Washington State’s Department of Labor and Industries, for instance, explicitly does not cover cryotherapy devices with or without compression for home use. Their reasoning: the evidence shows little benefit over standard rest, ice, compression, and elevation. Medicare similarly denies fluid-circulating cold pads with pumps as not reasonable and necessary. When cryotherapy is applied during a physical therapy session in a clinical setting, it’s typically bundled into the cost of other physical medicine services rather than billed separately. Your therapist may use ice or a cold compression device during your visit, but it won’t appear as its own line item on your bill.

Using an HSA or FSA for Cryotherapy

Health savings accounts and flexible spending accounts can reimburse medical expenses, but the IRS defines those expenses narrowly. Qualifying costs must be for the diagnosis, cure, treatment, or prevention of disease, or for affecting a specific body function. The IRS explicitly excludes expenses that are “merely beneficial to general health,” including health club dues and treatments to relieve general discomfort not tied to a diagnosed condition.
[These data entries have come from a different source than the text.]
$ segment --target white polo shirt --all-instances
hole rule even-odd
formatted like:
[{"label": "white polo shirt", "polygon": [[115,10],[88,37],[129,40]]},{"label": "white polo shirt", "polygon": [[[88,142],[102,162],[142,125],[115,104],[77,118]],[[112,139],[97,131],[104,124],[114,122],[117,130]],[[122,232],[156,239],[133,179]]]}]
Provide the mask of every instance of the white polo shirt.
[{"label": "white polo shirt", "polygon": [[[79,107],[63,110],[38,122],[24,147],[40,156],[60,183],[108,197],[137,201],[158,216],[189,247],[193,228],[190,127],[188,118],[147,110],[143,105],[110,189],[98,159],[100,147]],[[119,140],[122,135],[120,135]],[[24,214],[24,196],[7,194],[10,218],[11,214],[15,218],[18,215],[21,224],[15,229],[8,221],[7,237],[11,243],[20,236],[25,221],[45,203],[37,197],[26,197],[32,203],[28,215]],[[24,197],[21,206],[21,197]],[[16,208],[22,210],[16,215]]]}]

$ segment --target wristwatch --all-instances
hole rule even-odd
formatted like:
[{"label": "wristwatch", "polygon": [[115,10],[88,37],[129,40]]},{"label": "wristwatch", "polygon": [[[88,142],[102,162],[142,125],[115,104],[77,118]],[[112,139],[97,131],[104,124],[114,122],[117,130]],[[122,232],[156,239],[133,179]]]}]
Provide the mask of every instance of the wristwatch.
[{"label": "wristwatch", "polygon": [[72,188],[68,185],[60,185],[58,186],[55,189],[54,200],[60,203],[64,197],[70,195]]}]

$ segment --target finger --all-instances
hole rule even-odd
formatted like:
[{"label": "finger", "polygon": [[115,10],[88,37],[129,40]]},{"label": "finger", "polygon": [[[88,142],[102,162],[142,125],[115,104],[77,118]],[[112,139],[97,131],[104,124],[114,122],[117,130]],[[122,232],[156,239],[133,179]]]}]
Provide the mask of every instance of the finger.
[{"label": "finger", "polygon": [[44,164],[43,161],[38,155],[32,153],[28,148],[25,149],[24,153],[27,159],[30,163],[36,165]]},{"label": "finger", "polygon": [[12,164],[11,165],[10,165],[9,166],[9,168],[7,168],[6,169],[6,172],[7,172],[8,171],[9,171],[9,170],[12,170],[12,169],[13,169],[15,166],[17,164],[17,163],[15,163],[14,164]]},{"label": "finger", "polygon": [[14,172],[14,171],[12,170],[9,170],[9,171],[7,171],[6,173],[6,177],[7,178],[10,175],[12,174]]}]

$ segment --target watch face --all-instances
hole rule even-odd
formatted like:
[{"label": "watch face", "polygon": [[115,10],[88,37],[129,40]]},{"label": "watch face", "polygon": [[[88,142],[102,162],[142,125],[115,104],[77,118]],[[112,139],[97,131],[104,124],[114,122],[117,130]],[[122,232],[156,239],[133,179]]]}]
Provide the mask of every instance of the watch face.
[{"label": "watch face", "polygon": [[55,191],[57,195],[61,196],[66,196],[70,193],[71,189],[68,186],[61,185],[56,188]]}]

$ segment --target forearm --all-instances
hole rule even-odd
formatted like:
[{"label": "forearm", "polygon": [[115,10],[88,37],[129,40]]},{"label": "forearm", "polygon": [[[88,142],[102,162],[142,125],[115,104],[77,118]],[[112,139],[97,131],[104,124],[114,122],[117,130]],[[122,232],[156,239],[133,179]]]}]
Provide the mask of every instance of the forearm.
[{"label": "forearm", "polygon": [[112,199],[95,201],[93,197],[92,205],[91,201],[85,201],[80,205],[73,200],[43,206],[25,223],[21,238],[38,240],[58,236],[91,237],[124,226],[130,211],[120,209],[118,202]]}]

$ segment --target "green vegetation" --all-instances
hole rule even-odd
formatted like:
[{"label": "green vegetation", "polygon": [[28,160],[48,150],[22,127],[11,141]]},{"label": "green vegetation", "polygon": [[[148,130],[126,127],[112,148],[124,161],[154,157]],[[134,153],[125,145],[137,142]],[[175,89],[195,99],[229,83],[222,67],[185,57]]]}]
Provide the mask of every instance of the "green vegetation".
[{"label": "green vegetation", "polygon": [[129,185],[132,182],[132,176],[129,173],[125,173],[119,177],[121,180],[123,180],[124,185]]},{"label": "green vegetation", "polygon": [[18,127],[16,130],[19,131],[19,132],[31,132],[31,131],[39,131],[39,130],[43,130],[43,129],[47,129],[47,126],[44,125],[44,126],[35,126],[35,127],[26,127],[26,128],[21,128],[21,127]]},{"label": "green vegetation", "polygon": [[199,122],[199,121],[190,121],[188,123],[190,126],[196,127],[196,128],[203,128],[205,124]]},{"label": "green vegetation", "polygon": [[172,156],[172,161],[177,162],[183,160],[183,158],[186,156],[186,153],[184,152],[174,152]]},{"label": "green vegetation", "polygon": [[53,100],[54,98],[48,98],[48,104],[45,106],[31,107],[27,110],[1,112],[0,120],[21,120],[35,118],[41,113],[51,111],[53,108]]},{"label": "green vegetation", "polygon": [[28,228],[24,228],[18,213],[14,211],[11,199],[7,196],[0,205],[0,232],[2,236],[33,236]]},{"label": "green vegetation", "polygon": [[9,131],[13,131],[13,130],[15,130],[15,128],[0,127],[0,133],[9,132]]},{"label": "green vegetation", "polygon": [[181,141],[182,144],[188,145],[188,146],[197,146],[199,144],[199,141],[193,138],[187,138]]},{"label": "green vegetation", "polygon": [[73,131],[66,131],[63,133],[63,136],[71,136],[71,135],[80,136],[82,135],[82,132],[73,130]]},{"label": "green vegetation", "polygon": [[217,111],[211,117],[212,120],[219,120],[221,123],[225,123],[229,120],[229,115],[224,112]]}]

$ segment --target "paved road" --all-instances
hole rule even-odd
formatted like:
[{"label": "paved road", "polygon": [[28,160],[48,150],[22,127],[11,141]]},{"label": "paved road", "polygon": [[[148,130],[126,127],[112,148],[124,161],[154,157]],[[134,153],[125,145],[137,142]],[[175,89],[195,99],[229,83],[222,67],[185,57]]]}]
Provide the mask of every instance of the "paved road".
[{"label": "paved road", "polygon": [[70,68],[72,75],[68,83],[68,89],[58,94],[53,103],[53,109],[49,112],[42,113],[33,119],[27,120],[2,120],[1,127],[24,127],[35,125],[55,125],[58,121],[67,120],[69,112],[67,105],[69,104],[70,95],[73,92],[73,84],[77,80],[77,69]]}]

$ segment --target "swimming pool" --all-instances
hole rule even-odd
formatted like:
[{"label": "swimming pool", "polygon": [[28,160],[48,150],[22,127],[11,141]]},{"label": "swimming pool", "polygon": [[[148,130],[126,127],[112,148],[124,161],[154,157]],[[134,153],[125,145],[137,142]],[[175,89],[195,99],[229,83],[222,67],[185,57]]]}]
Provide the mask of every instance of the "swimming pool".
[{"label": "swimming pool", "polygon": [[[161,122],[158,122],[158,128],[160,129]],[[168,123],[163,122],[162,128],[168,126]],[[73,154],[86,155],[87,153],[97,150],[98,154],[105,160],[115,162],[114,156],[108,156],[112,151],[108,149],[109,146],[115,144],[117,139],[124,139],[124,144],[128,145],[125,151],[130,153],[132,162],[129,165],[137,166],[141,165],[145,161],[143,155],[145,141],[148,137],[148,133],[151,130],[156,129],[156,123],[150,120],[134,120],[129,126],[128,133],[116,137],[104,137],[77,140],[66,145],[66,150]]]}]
Whole-body cryotherapy is not listed in IRS Publication 502 as a qualifying expense. That doesn’t make it automatically ineligible, but it does mean you’d likely need a letter of medical necessity from a physician stating the treatment is prescribed for a specific diagnosed condition. The IRS requires that treatments at health institutes be “prescribed by a physician” who “issues a statement that the treatment is necessary to alleviate a physical or mental disability or illness.” Even with such a letter, reimbursement is not guaranteed, and your HSA or FSA administrator may deny the claim. Medical cryosurgery performed by a doctor, on the other hand, qualifies without any extra documentation since it’s a standard medical procedure.

What Whole-Body Cryotherapy Costs Out of Pocket

Since you’ll be paying entirely out of pocket for whole-body cryotherapy, here’s what to expect. A single three-minute session typically runs $40 to $100. Longer sessions of around 10 minutes cost $75 to $100. Localized cryotherapy targeting a specific area like a knee or shoulder generally falls between $40 and $75 per session. Most facilities sell packages of five to ten sessions for $200 to $600, which brings the per-session cost down significantly. If you’re considering regular sessions, packages are almost always the better deal.

Keep in mind that proponents often recommend multiple sessions per week, at least initially, so costs can add up quickly. At two sessions per week and $60 per session, you’d spend roughly $480 a month, all without any insurance offset.